From our November 2016 issue

By Angele Dalby – Penticton, B.C.

When the Second World War began, the young men and women who were conscripted or volunteered went off to war. After a short training session they were shipped overseas to fight for their country.

Due to lack of work and need of money to raise a family of six children, aged six months to 10 years, my dad volunteered along with others.

Mother was left in a one-room house six miles from the nearest town, with absolutely no mode of transportation; neither vehicle nor horse. I can’t help but wonder how dad could even think of leaving a wife and family.

His brother lived about a half-mile away, but that also laid a burden on him. Mother had a clear-enough head to know she couldn’t stay there. Once the army cheques started coming she arranged with a Catholic priest, Father Desjardin, who was building houses for the war widows, to build her a house in the town of McCreary, Man.

Only two of us were going to school via horse-drawn school van and she knew the others would also need to be closer to school, stores, and other needs of a growing family. Our home was meager but was situated in mid-downtown.

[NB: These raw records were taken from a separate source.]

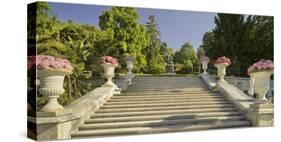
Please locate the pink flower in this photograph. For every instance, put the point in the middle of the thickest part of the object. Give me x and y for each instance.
(108, 59)
(261, 65)
(223, 60)
(205, 58)
(45, 61)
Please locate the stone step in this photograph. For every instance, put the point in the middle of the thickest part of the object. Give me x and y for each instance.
(159, 112)
(162, 104)
(153, 123)
(166, 95)
(142, 89)
(160, 129)
(166, 116)
(162, 108)
(169, 97)
(166, 101)
(168, 91)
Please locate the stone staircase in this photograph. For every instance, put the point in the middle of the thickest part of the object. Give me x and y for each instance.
(162, 104)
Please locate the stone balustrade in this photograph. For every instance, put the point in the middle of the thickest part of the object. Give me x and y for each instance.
(260, 114)
(46, 127)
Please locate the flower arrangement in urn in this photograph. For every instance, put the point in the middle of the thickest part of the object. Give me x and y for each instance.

Hauled wood for cook stove

Mother wasn’t raised Catholic, but she faithfully saw to her children attending church. Of course it was easy to attend church as we lived right across from the church.

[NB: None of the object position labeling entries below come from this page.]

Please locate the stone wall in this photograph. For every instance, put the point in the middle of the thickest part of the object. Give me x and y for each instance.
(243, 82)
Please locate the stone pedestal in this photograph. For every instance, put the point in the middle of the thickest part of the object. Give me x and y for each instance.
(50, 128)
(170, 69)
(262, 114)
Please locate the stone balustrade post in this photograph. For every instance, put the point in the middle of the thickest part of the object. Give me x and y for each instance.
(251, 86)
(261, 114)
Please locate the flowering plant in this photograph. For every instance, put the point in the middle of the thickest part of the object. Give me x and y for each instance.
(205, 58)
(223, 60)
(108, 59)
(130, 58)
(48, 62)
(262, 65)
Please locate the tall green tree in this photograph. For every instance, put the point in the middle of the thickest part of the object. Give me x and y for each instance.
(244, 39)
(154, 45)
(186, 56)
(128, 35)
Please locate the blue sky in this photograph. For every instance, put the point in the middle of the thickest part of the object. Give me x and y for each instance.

Our home didn’t have all the luxuries of today, like oil or electric furnaces. This meant arranging for wood to be hauled for the cook stove, then getting it split. Coal was ordered for the heater in the living room for the winter months.

Mom would wrap parcels for overseas with things she felt dad would enjoy. Our big family gave us more ration coupons for sugar, butter, etc., but with that many mouths to feed, it was a trial making ends meet.

Mom always encouraged us to help in the war effort. We gathered scrap iron and anything that was being asked of us to turn in. She planted a big garden, canned fruit and vegetables, baked bread and other goodies when rations would allow, and sewed things by hand.

She even took a home nursing course through a women’s group, winning top of her class and believe me, she was nurse to every disease that made the rounds: measles, chicken pox, whooping cough, colds, mumps, tonsillitis – you name it, we got it!

Her second youngest son developed nephritis, a kidney disorder. This meant many trips to a hospital in Winnipeg over the years.

She was a child herself

I was only 10 when dad left, but I was my mom’s babysitter, errand person, and close friend. Mom was only 17 years older than me. She was a child herself when I came along. There were many more trials and tribulations to her life that I only guess at, being so young.

She bought me an etiquette book that I still have, so I could know proper social behavior. Mom entertained us with her ability to recite stories in prose form which were fascinating.

We would massage her tired feet or comb her hair as she rested if she would tell these exciting tales from Robert W. Service’s poems in Ballads of Cheechako and The Highwayman by Alfred Noyes.

I have good reason to be proud of my mother.